I like to think of the heart as a mason jar full of all of the great and beautiful things we think and feel about ourselves. I used to think it was normal, and healthy… to take the love from my jar and give them away to people I wanted to embrace. It was peachy for a while; putting others first… but eventually your jar runs dry, and you begin to realize that there is no love left for you.
I was never taught what love is and more importantly… what love is not. I want to you to remember that your jar of love should always be full.
Here is a list of things relationships should not feel like… learned the hard way:
- Sunday Night: The pit in your stomach the night before a day of classes. The guilty, gut-wrenching “why did I leave my work for the last minute?” You wonder why you do this to yourself, what did you do wrong this weekend to put you in this position? Your relationship should never make you feel guilty, stressed or make you doubt yourself. You never deserve to have a pit placed in your tummy…no matter what you did or did not do.
- Getting The Wrong Drink At Starbucks: You waited fifteen minutes in line to grab your favorite drink and if you are anything like me I am sure it ends in a seven dollar charge. You thank the barista and carry your caramel-covered bliss back to your car. As you lean in for the first sip, you realize it tastes like the bottom of a shoe… they messed up your order. You were expecting a sweet, comforting escape… but were stuck with a bitter cup of nasty.
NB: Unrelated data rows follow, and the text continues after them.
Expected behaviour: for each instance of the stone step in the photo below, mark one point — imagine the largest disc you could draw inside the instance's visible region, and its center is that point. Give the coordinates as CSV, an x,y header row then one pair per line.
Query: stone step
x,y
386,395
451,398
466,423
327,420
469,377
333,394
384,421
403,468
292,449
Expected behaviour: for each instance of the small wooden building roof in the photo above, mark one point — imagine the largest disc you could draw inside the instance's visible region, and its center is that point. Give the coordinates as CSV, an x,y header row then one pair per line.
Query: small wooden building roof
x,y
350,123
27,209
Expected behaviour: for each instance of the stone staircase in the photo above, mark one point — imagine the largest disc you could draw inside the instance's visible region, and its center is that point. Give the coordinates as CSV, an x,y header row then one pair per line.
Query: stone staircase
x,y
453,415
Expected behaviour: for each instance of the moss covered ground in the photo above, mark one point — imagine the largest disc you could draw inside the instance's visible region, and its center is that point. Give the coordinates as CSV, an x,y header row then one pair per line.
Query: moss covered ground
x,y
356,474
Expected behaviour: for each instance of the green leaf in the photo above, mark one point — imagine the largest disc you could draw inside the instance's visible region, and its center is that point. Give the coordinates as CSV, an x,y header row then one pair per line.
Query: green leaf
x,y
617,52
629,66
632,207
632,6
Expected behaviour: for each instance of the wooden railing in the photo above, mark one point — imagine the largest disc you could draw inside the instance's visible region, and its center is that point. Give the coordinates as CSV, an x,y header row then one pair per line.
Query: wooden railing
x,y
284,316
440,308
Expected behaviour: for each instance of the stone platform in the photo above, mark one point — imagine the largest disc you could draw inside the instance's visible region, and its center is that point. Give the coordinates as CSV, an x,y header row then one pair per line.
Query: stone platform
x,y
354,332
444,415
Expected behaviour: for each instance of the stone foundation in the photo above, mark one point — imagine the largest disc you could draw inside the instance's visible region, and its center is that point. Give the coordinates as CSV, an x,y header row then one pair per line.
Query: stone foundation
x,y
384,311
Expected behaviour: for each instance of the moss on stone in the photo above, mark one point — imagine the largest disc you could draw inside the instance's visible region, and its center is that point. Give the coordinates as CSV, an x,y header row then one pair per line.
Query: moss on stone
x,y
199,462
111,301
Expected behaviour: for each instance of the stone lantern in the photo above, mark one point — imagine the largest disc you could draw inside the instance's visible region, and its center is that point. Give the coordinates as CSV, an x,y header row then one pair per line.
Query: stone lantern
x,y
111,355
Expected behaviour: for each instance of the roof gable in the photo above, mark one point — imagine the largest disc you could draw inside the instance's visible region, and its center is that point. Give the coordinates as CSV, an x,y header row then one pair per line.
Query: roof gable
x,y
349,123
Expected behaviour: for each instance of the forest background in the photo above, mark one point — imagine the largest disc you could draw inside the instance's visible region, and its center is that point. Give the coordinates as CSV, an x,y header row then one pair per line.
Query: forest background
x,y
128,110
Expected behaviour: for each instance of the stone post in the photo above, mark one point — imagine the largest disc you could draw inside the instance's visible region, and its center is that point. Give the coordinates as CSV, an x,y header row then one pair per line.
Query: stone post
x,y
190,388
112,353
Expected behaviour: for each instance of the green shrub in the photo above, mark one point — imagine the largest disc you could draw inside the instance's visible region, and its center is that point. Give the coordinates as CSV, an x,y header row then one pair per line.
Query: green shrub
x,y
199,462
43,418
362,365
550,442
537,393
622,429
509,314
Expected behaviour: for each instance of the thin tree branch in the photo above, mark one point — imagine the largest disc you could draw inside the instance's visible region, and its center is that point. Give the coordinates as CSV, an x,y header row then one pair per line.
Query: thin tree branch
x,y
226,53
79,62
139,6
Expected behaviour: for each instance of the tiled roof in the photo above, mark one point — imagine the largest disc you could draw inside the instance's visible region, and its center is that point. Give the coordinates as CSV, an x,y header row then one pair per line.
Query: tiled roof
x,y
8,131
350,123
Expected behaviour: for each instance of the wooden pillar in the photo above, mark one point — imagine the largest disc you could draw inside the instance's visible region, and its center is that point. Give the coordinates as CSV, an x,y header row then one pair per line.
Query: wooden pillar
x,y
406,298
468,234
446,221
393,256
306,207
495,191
You feel guilty throwing it away, considering you spent an arm and a leg on it, so you gulp it down because you have to. You don’t deserve to settle for a cup of anything you don’t love. You should never feel obligated to stay with someone because you have invested time or money into them. You do not owe anyone a damn thing. If I were you, I would have marched right back into that Starbucks and let them know that they let you down, and if they can’t fix your drink you will take your business elsewhere. Throw a fit. Say what you feel. You can gulp down all of the bitter coffee in the world but you will still crave something sweet.
- A Family Road Trip: Your brother fell asleep on your shoulder and he drools. Your dad thinks that blasting music from “back in the day” is ok. You are stuck in the car for another 10 hours and you are ill from the motion. You feel like you are getting nowhere, and you are bored out of your mind. There should be progress every day in your relationship. You should never feel bored, trapped or drooled on. Your friend or significant other should feel like relaxing after a long day at work. They should feel like crawling into bed with a tub of ice cream. They should feel like home.
With this short list I would like to leave you with one thought:
“Burn the candles, use the nice sheets, wear the fancy lingerie. Don’t save it for a special occasion; today is special.”
Don’t waste a second of your special day with someone who brings you down. Don`t waste your love on those who do not deserve it… keep your special jar filled.